すべての国連加盟国が賛同している2030年までの持続可能な開発目標SDGsの中でも、「海の豊かさを守ろう」は14番目の目標として掲げられている。
「日本も国を挙げてSDGsに取り組もうとしている中で、サステナブル・シーフードの存在に注目しました」と喜納さんは話す。

サステナブル・シーフードを
東京2020大会のレガシーとして
社会に浸透させたい

2012年のロンドンオリンピックでMSC・ASCが初めて導入され、学校や民間レストランにも広がりを見せ、今では年間2億食が食べられているほど、英国ではサステナブル・シーフードが定着しているという。
「2020年の東京オリンピック・パラリンピックでは選手村や会場、関連イベントでサステナブル・シーフードを100%調達することが求められています。

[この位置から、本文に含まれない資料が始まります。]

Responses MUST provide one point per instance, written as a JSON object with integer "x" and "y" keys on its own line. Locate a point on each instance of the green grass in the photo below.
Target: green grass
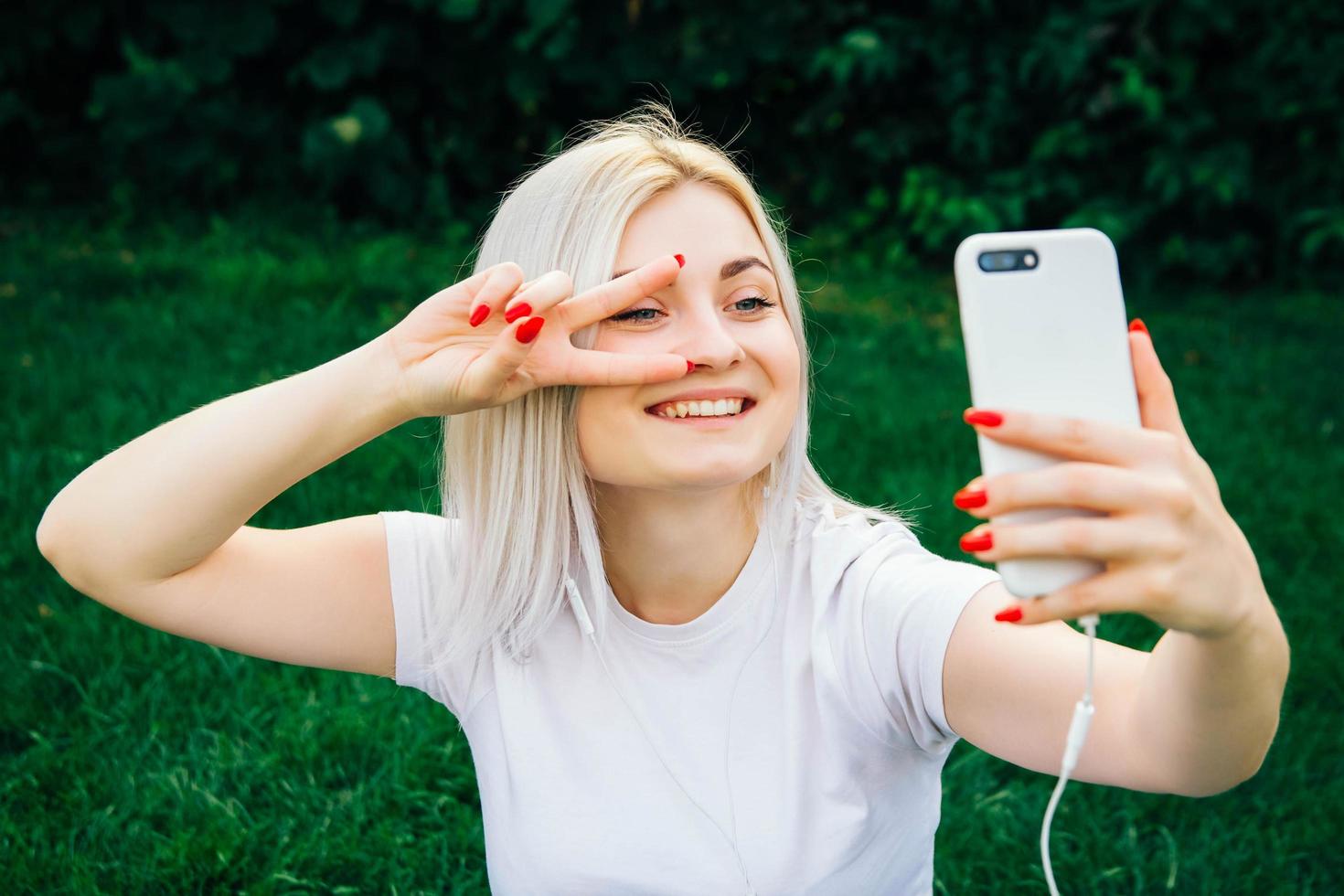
{"x": 132, "y": 761}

大会を機にサステナブル・シーフードという言葉や認証マークを広く知ってもらうことで、社員食堂へのサステナブル・シーフードの導入をレガシー(遺産)として社会に浸透させていきたいと考えています」

写真:パナソニック CSR・社会文化部 喜納 厚介

日本初となる社員食堂での継続提供
生産から消費まで一貫した支援を目指す

2018年3月には、大阪の本社を含む2拠点の社員食堂でMSC・ASC認証のサステナブル・シーフードを使ったメニューの提供を月に1回始めた。単に提供するだけでなく、チラシやポスター、動画等でサステナブル・シーフードの意義や認証マークについて社員に周知することにも注力している。その結果、社員がその意義に共感し、毎回用意している量が売り切れになるほどの人気となっている。

「国内に約10万人いる社員が社員食堂で認証マークを目に焼きつけることができれば、スーパーで買う時に選ぶきっかけにもなるし、家族や友人に口コミで広がっていくことで需要が拡大し、各業界での取り組みが加速することも期待できます。一人ひとりの消費行動の変革によって海の豊かさが守られ、持続可能な社会の実現に向かうことを願っています」

企業が社員食堂で継続的に提供するのは日本初の取り組みだった。その実現には認証取得というハードルがあった。
「いずれの認証も第三者の認証機関が厳格な基準で審査。社員食堂に導入するには途中でかかわる輸入会社、流通・加工会社、給食会社すべてが加工・流通過程で非認証のものが混入しない管理ができていることを証明するCoC認証を取る必要があり、エームサービス様による給食業界初となる認証取得を通じて実現。その後、給食会社の認証取得の流れをつくる契機となりました」

写真:サステナブル・シーフードを使ったメニューの一例
写真:現在11拠点の社員食堂で提供

社内では現在11拠点の社員食堂で導入が進み、国内の全社員食堂への導入を目指している。この取り組みは「生物多様性アクション大賞2018えらぼう部門優秀賞」を受賞。1社で始めた取り組みは、今では他企業の社員食堂にまで広がりつつある。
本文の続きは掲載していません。